Younger immigrants adjust to a new culture faster than do older immigrants

Published: Thursday, February 3, 2011 - 10:40 in Psychology & Sociology

Moving to a new country is difficult—learning the cultural rules and meanings of your new home is especially challenging. A new study published in Psychological Science, a journal of the Association for Psychological Science, finds that this process is easier for children, but quickly becomes more difficult after about the age of 15. Psychological scientists have found that many aspects of learning and development have a critical window—if a developmental event doesn't happen by a particular age, it never will. For example, learning perfect pitch or learning to see with stereo vision.

Steven Heine, a professor of cultural psychology at the University of British Columbia in Vancouver, wondered if this was also true for acculturation—the process of learning the culture in a new place. He cowrote the study with two students, both immigrants to Canada: Maciej Chudek, who came from Poland, via Australia, and Benjamin Y. Cheung, who came from Hong Kong.

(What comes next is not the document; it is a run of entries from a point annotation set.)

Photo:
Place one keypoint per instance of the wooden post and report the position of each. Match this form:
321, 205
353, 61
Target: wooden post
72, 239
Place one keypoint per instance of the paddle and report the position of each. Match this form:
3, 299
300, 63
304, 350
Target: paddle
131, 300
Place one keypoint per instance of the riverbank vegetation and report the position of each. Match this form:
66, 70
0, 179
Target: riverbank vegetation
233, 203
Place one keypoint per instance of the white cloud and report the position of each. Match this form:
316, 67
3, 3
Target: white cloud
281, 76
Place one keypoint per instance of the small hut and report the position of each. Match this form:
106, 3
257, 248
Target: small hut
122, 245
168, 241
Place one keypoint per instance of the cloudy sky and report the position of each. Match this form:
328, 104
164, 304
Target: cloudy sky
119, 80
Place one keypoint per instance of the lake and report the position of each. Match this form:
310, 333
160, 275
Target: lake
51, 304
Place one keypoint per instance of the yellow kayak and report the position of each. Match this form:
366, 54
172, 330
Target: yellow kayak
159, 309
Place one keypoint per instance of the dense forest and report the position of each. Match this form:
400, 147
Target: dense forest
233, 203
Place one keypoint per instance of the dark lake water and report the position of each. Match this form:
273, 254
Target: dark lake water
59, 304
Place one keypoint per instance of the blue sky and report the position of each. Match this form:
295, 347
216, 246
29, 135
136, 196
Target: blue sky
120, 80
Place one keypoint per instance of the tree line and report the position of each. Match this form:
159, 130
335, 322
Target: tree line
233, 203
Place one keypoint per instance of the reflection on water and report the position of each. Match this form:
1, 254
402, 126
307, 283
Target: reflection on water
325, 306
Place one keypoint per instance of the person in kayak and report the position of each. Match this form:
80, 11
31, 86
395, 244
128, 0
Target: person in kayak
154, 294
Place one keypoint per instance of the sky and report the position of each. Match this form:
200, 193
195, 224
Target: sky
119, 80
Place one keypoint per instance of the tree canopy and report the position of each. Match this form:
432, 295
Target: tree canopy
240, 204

The researchers surveyed 232 people who had emigrated from Hong Kong to Vancouver at various ages, from infancy to age 50. At the time of the survey, the people were ages 18 to 60. They were asked how much they identified with their heritage culture and with Canadian culture—for example, how much they agreed with statements like, "I like watching North American movies" or "It is important for me to maintain or develop the practices of my heritage culture."

For people who had immigrated to Canada before the age of 15, they identified more with Canadian culture with each successive year they lived there than did people who had immigrated when they were older. In other words, the younger they were at the time of immigration, the quicker they came to identify with Canada. People who immigrated after the age of 25 seemed to identify less with Canada the longer they were there.

"It suggests that acculturation really is a difficult experience. It's not something that people can easily accomplish," Heine says. "Our cultures fundamentally shape the ways that we think, so a change in cultures is a big event, especially if you've been in that one culture throughout your childhood."

The experience of one of the authors provides a tiny piece of anecdotal evidence that younger children adjust faster: While Cheung, who immigrated to Canada from Hong Kong at age 8, plays hockey like a stereotypical Canadian, his older cousin, who was 14 when the family immigrated, does not.